A decade after her initial battlefield surveys in the Balkans, Cernak took a position at Johns Hopkins University in Baltimore, where she did animal research that bolstered her conviction about blast’s full-body effects. She found that even if an animal’s head is protected during a blast, the brain can sustain damage, because the blast wave transfers through the body via blood and tissue. Cernak also came to believe that blast injuries to the brain were cumulative and that even small explosions with no discernible effects could, if repeated, produce terrible and irreversible damage. Much of this would later be confirmed by other scientists.

This all sounds quite credible — but it doesn’t explain the many cases of PTSD from troops who never faced combat or suffered blast injuries.

Comments

  1. Bob Sykes says:

    Although many of S. L. A. Marshall’s claims are disputed, his claim that after an initial improvement combat performance falls off due to psychological trauma seems reasonable.

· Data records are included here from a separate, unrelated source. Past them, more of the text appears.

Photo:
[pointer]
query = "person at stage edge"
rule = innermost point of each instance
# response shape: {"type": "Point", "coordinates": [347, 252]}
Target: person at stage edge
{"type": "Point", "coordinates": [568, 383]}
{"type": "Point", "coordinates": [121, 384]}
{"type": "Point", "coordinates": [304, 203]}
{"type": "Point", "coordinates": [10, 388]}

With even National Guard troops having multiple tours in Iraq and Afghanistan, one has to wonder how traumatized they are.

  2. Lu An Li says:

    My understanding was that shell shock was primarily a WW1 phenomenon. Troops in trenches being exposed to hours or even days long bombardment by artillery. Involuntary and natural reaction [jump] to close-by loud and unexpected detonations so repeatedly for a prolonged period producing the jitters and movements associated with what is called “shell shock”.

  3. Lu An Li says:

    See this video of a shell shock victim.

  4. Alrenous says:

    They’re saying shell shock and PTSD are different, not that PTSD doesn’t exist. Although from a soldier’s perspective ‘shell shock’ covers both, since they’re both behaviour problems, and isn’t a bureaucratism like ‘PTSD.’